Abnash Kaur Gill doesn't get it.
When she and her family moved from England to Coquitlam in 1973, she took some time to get settled.
But after they became acquainted with their new life, Kaur Gill jumped right into the local scene and got active.
Now, the author is reaching out to other immigrants, hoping they will come out of their shell and be part of Canadian society, too.
Earlier this year, Kaur Gill started two social groups at Dogwood Pavilion — tailored for South Asians. Both meet monthly at the Coquitlam seniors facility to talk about what's going on in the city and how to join in.
And in April, she began a friendship forum at Dogwood to cast a wider net of multicultural backgrounds.
Kaur said she often struggles to get new Canadians to come out of their homes to connect.
Her breaking point came last year as the municipality hosted its 125th anniversary at the inaugural Kaleidoscope Festival at Coquitlam Town Centre Park. "The ethnic population was very low especially from my own community," she bemoaned. "I thought to myself, 'I have to do something about this.'"
Kaur Gill said much of the isolation is self-inflicted.
Most South Asians speak English but when they go out, they tend to gravitate to Surrey, where there is larger contingent.
Instead, she wants them to learn about their hometown, its landmarks and special gatherings.
She points to her own Maillardville street, where South Asian neighbours have rattled off dozens of excuses about not participating; however, sometimes an invite can do wonders — just as it did for her years ago, she said.

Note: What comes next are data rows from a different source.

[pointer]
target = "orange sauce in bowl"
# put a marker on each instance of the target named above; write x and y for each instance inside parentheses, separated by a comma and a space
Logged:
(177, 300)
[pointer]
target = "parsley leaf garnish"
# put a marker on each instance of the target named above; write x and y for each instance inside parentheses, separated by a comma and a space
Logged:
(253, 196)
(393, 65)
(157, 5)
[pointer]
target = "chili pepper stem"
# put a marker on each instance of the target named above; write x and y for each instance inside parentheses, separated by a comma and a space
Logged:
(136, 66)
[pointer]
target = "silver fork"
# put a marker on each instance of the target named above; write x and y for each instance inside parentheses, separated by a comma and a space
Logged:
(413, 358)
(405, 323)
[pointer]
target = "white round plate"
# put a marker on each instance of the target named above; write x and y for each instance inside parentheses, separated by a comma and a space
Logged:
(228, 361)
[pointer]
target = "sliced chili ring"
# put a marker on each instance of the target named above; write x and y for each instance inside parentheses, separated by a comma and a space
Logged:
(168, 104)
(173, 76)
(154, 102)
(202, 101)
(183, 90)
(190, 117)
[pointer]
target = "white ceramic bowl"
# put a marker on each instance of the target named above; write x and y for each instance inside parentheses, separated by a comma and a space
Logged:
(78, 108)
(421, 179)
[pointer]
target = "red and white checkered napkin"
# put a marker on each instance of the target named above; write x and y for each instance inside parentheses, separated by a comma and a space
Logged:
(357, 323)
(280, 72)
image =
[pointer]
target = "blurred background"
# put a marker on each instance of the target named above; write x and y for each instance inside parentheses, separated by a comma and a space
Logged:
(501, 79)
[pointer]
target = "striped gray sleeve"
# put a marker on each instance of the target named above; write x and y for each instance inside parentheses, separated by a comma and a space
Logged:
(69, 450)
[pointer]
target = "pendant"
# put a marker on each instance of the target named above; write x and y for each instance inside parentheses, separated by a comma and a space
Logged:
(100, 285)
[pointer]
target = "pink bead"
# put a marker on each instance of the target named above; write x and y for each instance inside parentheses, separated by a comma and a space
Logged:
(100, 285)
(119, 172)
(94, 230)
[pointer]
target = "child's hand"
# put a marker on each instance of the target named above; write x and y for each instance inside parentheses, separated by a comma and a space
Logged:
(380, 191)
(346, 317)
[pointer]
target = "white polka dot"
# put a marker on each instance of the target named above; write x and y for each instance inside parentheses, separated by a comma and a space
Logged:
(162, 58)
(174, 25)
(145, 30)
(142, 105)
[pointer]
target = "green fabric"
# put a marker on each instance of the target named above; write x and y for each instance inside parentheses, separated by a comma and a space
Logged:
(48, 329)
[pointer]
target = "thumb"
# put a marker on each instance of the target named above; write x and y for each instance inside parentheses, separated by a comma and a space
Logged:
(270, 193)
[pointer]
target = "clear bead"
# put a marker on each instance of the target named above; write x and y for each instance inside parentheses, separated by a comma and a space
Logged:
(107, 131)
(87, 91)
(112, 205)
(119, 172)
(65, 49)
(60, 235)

"They just need someone to say to them, 'Please come, if you can.'"
Kaur Gill is making small steps with her public appeal.
In 2011, she was part of the New Horizons for Seniors committee that published Coquitlam Then and Now and, in 2015, she laid the first wreath at the Coquitlam Remembrance Day service to pay tribute to the Sikh soldiers who served in the Canadian Army.
Currently, she's eyeing a show about South Asian workers at Fraser Mills, the Maillardville sawmill that ran with Asian and South Asian workers before its recruitment of French-Canadians.
"Our history runs deep in Coquitlam," Kaur Gill said of South Asians. "It's about time that we acknowledge that and be part of Coquitlam's future."
• The Dogwood Pavilion Friendship Forum runs the second Wednesday of each month (1655 Winslow Ave., Coquitlam) from 6:30 to 8:30 p.m. with leaders Manjit Singh Panesar and Harjit Kaur Nijjar. Call 604-936-3474.